Understand Patent Eligibility & IP Assessment for a Successful Patent Application
Is your invention eligible for a patent? Call The Patent Professor® at (877) 731-5667 to find out.
Do you have an idea for a product? Are you wondering if it's eligible for patent protection? The Patent Professor® assesses all areas of your invention to determine if it's patentable subject matter and fits all criteria needed to qualify for a patent.
Our simple process ensures you have patentable subject matter to improve your chances at a successful patent application. Here's what you need to know about patent eligibility and intellectual property (IP).
What Is a Patent?
A patent is paperwork issued by the U.S. Patent and Trademark Office (USPTO) that protects your exclusive right to manufacture a product or use a process and to profit from that product or process.
Your patent protects you from competitors releasing lower-priced or lower quality versions of your novel and useful invention.
Your patent also gives you the right to improve your product or process within the scope of the patent. That means someone else can’t take your invention and make it better without first licensing the original design from you.
The Role of the USPTO in Patent Law
The U.S. Patent and Trademark Office, located in Alexandria, Virginia, is an agency in the U.S. Department of Commerce. Unlike many other government agencies, the USPTO isn’t taxpayer-funded. Instead, it operates with funds collected from patent applications.
Satellite trademark offices exist in Silicon Valley, California, and Detroit, Michigan, to help alleviate the load in the main patent and trademark offices, a reflection of the innovations that have typically come out of these cities.
Wherever you live, and wherever your business is based, The Patent Professor® will help you file your patent in one of the patent and trademark offices.
What Is Patent Eligibility?
Patent eligibility refers to whether or not your claimed invention fits the criteria to apply for a patent, according to the U.S. Patent and Trademark Office (USPTO).
Do you have what you think is a unique idea for a product? Determining if it’s patentable subject matter can be tricky. You need the expertise and knowledge of a board-certified patent attorney.
The Patent Professor® considers the criteria your invention must meet to apply for a patent and then walks you through the steps with the USPTO to apply for a patent successfully.
What Is Patentable Subject Matter?
Patentable subject matter falls under a wide variety of areas – from processes and software to machines and even chemical reactions. Understanding how the USPTO classifies your idea can help you determine if it may qualify for a patent.
Patentable subject matter falls into multiple broad categories that describe items we use, tools and machines used for building, and methods and processes created by businesses.
Business Methods – Patentable business processes and business methods describe ways of doing things that are novel and original, sometimes involving technology as a means of achieving the result.
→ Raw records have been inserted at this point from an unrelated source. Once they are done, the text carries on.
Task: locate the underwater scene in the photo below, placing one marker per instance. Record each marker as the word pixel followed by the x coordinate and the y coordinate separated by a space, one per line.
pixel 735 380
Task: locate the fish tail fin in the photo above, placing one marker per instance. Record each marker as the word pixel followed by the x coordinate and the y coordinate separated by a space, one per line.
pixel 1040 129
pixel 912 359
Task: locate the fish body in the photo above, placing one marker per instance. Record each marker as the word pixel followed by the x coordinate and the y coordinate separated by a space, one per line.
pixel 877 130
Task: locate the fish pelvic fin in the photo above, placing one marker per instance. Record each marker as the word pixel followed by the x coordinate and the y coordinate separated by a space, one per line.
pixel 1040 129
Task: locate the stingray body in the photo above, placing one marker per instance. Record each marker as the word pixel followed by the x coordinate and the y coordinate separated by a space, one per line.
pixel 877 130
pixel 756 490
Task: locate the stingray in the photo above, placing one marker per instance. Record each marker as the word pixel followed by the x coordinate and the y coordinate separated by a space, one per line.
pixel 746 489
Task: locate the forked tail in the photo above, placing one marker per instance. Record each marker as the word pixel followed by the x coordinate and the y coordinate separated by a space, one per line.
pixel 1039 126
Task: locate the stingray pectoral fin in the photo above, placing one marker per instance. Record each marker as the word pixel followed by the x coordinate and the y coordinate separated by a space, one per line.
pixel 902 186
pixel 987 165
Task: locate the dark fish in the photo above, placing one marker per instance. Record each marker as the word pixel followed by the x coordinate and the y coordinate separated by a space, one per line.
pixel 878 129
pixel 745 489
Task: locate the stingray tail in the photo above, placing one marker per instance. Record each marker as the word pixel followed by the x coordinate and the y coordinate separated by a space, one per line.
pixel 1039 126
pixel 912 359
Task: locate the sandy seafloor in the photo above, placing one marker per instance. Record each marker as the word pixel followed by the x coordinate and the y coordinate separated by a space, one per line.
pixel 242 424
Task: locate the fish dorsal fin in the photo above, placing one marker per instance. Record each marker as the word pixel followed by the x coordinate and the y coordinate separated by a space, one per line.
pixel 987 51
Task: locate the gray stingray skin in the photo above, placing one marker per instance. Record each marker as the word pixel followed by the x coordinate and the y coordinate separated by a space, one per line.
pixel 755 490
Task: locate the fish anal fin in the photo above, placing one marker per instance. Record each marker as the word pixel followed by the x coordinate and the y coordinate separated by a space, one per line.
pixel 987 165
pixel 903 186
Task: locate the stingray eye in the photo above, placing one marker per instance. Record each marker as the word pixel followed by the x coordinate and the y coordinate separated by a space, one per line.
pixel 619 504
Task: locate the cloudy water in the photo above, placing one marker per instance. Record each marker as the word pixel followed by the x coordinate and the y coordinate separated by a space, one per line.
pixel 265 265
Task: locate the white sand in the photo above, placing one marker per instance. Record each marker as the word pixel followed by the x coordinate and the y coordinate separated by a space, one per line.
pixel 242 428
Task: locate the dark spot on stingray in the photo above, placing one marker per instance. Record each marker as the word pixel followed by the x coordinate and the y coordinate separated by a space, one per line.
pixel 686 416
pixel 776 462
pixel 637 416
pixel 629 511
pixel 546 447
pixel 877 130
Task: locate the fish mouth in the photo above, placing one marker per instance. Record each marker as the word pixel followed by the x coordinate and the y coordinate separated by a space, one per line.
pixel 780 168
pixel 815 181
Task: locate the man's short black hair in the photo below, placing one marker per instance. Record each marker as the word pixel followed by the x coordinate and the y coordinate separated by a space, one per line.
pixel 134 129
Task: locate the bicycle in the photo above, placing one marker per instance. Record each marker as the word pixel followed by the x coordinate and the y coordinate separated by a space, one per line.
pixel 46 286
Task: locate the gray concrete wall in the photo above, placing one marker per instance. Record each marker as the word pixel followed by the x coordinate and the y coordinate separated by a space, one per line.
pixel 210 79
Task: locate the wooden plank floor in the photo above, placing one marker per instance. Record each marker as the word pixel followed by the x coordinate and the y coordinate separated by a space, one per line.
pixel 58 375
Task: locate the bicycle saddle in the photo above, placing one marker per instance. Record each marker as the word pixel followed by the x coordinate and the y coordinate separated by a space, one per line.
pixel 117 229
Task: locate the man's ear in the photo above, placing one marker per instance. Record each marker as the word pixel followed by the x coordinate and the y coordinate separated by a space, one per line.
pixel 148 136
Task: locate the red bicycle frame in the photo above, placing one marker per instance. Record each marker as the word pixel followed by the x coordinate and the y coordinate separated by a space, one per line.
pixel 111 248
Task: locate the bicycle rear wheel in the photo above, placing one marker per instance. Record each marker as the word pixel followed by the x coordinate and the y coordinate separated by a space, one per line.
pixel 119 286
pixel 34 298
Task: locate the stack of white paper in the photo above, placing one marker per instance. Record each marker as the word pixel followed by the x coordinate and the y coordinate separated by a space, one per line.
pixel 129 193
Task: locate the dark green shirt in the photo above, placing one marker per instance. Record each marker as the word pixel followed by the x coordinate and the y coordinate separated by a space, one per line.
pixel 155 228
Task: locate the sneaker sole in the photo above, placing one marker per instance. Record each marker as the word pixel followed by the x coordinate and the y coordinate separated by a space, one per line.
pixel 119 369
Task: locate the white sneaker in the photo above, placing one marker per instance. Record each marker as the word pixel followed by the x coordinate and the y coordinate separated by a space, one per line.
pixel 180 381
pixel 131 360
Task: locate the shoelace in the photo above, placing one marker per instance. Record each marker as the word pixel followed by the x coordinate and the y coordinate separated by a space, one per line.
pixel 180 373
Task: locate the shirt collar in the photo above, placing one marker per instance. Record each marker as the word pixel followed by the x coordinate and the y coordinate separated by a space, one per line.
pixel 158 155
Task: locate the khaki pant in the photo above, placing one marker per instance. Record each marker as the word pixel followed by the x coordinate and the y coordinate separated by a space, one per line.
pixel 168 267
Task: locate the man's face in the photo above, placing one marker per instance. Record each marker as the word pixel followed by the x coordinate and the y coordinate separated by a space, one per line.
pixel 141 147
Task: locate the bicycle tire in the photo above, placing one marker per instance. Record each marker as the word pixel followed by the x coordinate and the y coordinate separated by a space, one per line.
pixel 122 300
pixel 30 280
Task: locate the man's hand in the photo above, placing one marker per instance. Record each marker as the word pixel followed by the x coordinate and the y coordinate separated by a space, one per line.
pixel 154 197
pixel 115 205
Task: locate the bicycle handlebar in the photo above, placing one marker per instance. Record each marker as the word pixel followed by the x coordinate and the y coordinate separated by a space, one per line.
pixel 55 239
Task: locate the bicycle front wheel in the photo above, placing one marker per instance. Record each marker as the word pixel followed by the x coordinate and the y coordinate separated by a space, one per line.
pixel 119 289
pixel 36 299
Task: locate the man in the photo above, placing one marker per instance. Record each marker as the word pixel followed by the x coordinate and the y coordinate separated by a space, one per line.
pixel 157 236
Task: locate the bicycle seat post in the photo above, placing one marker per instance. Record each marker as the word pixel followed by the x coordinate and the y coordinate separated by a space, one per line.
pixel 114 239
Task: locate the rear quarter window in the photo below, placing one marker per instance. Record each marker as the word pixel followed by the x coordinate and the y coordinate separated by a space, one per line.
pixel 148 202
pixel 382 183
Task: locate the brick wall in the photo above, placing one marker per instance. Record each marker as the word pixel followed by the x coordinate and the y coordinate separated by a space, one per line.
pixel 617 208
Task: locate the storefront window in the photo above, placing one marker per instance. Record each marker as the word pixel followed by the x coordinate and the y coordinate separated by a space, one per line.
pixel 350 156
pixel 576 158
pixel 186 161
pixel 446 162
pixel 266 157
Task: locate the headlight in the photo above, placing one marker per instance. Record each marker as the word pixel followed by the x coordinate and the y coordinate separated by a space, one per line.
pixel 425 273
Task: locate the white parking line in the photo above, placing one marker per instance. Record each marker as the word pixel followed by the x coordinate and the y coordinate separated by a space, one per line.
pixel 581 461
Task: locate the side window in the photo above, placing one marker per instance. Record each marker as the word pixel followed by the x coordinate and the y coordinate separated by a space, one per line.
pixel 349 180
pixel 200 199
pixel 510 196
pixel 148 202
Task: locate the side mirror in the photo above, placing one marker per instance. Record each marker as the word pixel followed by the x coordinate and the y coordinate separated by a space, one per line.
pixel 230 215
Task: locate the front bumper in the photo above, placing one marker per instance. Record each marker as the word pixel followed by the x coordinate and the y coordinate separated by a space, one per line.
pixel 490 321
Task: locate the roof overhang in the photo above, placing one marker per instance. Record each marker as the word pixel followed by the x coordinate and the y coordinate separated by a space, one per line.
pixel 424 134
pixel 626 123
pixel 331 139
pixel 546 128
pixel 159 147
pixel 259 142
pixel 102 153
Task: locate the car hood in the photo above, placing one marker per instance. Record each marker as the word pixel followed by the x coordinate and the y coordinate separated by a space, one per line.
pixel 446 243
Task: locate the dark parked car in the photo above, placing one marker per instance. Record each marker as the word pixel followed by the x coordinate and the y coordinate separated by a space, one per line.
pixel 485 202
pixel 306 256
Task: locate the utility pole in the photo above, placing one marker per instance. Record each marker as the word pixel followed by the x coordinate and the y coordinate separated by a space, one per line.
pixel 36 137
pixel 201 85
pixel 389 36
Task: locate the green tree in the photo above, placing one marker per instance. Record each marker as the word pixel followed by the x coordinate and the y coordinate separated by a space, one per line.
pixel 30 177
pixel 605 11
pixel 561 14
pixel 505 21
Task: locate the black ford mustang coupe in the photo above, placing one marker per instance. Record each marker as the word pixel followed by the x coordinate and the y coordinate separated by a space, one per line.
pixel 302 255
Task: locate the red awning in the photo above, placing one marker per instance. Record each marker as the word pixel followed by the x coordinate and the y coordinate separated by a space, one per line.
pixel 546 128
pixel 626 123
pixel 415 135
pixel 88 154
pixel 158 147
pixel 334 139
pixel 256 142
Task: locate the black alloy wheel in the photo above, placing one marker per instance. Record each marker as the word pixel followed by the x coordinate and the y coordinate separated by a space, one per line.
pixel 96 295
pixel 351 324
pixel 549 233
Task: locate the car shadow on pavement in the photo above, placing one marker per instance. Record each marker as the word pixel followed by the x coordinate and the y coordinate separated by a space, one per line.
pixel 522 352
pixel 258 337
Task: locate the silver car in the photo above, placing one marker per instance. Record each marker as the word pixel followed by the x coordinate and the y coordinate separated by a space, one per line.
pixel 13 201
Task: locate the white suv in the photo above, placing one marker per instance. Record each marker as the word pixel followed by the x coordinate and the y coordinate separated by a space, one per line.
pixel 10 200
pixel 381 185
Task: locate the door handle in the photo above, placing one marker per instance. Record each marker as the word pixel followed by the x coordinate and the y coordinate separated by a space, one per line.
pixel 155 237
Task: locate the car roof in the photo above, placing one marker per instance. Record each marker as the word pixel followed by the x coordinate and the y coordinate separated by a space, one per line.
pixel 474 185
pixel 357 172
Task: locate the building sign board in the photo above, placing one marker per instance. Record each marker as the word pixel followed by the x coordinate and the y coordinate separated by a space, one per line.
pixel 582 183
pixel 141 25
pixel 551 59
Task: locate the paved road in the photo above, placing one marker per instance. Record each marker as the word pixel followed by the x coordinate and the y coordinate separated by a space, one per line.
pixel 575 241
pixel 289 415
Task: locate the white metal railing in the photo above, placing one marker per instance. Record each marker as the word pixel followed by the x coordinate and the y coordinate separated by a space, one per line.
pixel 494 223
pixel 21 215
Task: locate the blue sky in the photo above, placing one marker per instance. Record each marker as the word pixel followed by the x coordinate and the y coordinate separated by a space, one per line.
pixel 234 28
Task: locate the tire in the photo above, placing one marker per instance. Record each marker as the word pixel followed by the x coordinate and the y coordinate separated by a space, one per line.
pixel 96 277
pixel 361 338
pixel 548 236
For instance, Amazon’s 1-click shopping method represents a patented business method.
Sporting Equipment – A few examples of patented sporting equipment include golf tees, baseball bats, and Frisbee flying discs.
Medicines and Man-made Bacteria –You can patent chemical processes used to create bacteria or medicine. However, you can’t patent naturally occurring organisms.
Isolated Human Genes – When scientists isolate and identify a human gene, they can patent that gene, because it is not naturally occurring in its isolated state.
Computer Hardware, Machines, and Electronics – These useful tools can all be patented.
Fabrics and Fabric Designs – Fabrics and fabric designs can be patented because people create them. For instance, if you developed a fabric as an alternative to cotton, manufactured through a specific process, you could patent both the process and the resulting fabric.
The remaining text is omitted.